The organic constituents from a 5 l culture of Saccharopolyspora sp. strain BCC 21906 were extracted with ethyl acetate. The crude organic layer was concentrated in vacuo to yield a dark substance (3.7 g), which was partitioned by Diaion HP20SS (Supelco Bellefonte, PA, USA) column chromatography (3.5 × 25 cm2, acetone:water) to yield nine fractions (20, 30, 40, 50, 60, 70, 80, 90 and 100% acetone mixtures). The fractions eluted with 70% and 80% acetone–water (160 mg) were combined and subjected to further purification by gradient preparative HPLC using a reversed-phase column (Phenomenex Luna 10u C18(2) 100A (Phenomenex Torrance, CA, USA), 21.2 × 250 mm2, 10 μm; 10 ml min−1, 45% MeCN/H2O over 10 min, 45–50% MeCN/H2O over 10 min, 50% MeCN/H2O over 10 min, 50–100% MeCN/H2O over 20 min, 100% MeCN over 20 min) to afford compounds 1 (9.7 mg), 2 (1.9 mg), 3 (2.4 mg) and 5 (12.9 mg).

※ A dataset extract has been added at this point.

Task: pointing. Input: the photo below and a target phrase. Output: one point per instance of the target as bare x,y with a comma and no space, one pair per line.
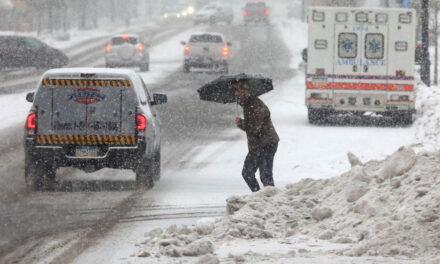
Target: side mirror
159,99
30,97
304,55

The 90% (183.2 mg) and 100% (57.7 mg) acetone–water fractions were also subjected to the purification by gradient HPLC (Phenomenex Luna C18 preparative, 10 ml min−1, 50% MeCN/H2O over 10 min, 50–60% MeCN/H2O over 10 min, 60% MeCN/H2O over 20 min, 60–100% MeCN/H2O over 10 min, 100% MeCN over 20 min) to yield compounds 4 (35.1 mg), 5 (1.6 mg) and 6 (3.7 mg).

Saccharosporone A (1)

Yellow amorphous solid; [α]D −103.2 (c 0.3, MeOH); UV (MeOH) λmax (log ɛ) 215 nm (4.05), 245 nm (3.87), 273 nm (3.91), 421 nm (3.52); IR νmax (ATR) 3474, 2947, 1632, 1611, 1455, 1284, 1237, 1065 cm−1; for NMR data, see Table 1; ESIMS [M+Na]+ m/z 351; ESIMS [M+H]+ m/z 329; HRESITOFMS [M−H] m/z 327.1231 (calcd for C19H19O5, 327.1232).

Saccharosporone B (2)

Yellow amorphous solid; [α]D −87.3 (c 0.03, MeOH); UV (MeOH) λmax (log ɛ) 215 nm (4.03), 245 nm (3.83), 273 nm (3.82), 421 nm (3.49); IR νmax (ATR) 3470, 2925, 1635, 1612, 1457, 1288, 1267, 1243, 1038 cm−1; for NMR data, see Table 1; ESIMS [M−H2O+Na]+ m/z 349; HRESITOFMS [M−H2O+Na]+ m/z 349.1047 (calcd for C19H18O5Na, 349.1052).

Saccharosporone C (3)

Yellow amorphous solid; [α]D −20.1 (c 0.07, MeOH); UV (MeOH) λmax (log ɛ) 222 nm (4.10), 259 nm (3.93), 313 nm (3.48); IR νmax (ATR) 3402, 2952, 2923, 1703, 1665, 1588, 1291, 1038 cm−1; for NMR data, see Table 1; ESIMS [M+Na]+ m/z 355; HRESITOFMS [M+H]+ m/z 333.1697 (calcd for C19H25O5, 333.1702).

Biological assays

Antimalarial activity against P. falciparum K1 was evaluated by the microculture radioisotope technique.10 The IC50 value of a standard antimalarial agent, dihydroartemisinin, was 0.001 μM. Antimicrobial assay against B. cereus was performed using the resazurin microplate technique.11 Vancomycin, used as a standard antibacterial drug, showed an MIC value of 0.69 μM. Growth inhibition against M. tuberculosis (H37Ra strain) was determined by a green fluorescent protein microplate assay.12 The MIC value of a standard drug, isoniazid, was 0.69 μM. A green fluorescent protein-based assay13 was used to determine cytotoxicity against Vero cell (African green monkey kidney fibroblasts), while antifungal activity against C. albicans and cytotoxic tests against cancer cell lines, including KB (human epidermoid carcinoma), MCF-7 (human breast cancer) and NCI-H187 (human small cell lung cancer), were performed using the resazurin microplate assay.14 The standard antifungal agent, amphotericin B, exhibited antifungal activity with an IC50 value of 0.13 μM, while ellipticine used as standard control for cyctotoxic assay against vero cell lines, displayed an IC50 value of 5.07 μM. Doxorubicin was used as positive controls for cytotoxic tests against KB, MCF-7 and NCI-H187 with respective IC50 values of 0.65, 16.3 and 0.1 μM. MIC and IC50 values >50 μg ml−1 were reported as inactive.